THE LUCS-KDD APRIORI-T ASSOCIATION RULE MINING ALGORITHM



Liverpool University

Frans Coenen

Department of Computer Science

The University of Liverpool

13 February 2004


CONTENTS

1. Introduction.
2. Downloading the software.
2.1. Compiling.
2.2. Documentation.
 
3. Running the software.
4. More detail on application classes.
5. The T-tree data structure.
6. The Apriori-T algorithm.
7. Conclusions.



1. INTRODUCTION


Apriori-T (Apriori Total) is an Association Rule Mining (ARM) algorithm, developed by the LUCS-KDD research team which makes use of a "reverse" set enumeration tree where each level of the tree is defined in terms of an array (i.e. the T-tree data structure is a form of Trie). The Apriori-T algorithm was actually developed as part of a more sophisticated ARM algorithm --- Apriori-TFP (Apriori Total From Partial). Both algorithms are described in Coenen and Leng (2004).
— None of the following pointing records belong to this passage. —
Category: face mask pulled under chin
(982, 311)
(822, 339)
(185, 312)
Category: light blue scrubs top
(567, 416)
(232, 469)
2. DOWNLOADING THE SOFTWARE


The Apriori-T ARM software comprises four source files. These are provided from this WWW page together with three application classes. The source files are as follows:

  1. AssocRuleMining.java: Set of general ARM utility methods to allow: (i) data input and input error checking, (ii) data preprocessing, (iii) manipulation of records (e.g. operations such as subset, member, union etc.) and (iv) data and parameter output.
  2. RuleList.java: Set of methods that allow the creation and manipulation (e.g. ordering, etc.) of a list of ARs.
  3. TotalSupportTree.java: Methods to implement the "Apriori-T" algorithm using the "Total support" tree data structure (T-tree).
  4. TtreeNode.java: Methods concerned with the structure of Ttree nodes. Arrays of these structures are used to store nodes at the same level in any sub-branch of the T-tree. Note this is a separate class to the other T-tree classes which are arranged in a class hierarchy as illustrated below.
             AssocRuleMining
                    |
     +--------------+---------------+
     |                              |
TotalSupportTree                    RuleList

The application classes are as follows:

  1. AprioriTapp.java: Fundamental Apriori-T application.
  2. AprioriTsortedApp.java: Apriori-T application with input data preprocessed so that it is ordered according to frequency of single items --- this serves to reduce the computation time.
  3. AprioriTsortedPrunedApp.java: Apriori-T application with data ordered according to frequency of single items and columns representing unsupported 1-itemsets removed --- again this serves to enhance computational efficiency.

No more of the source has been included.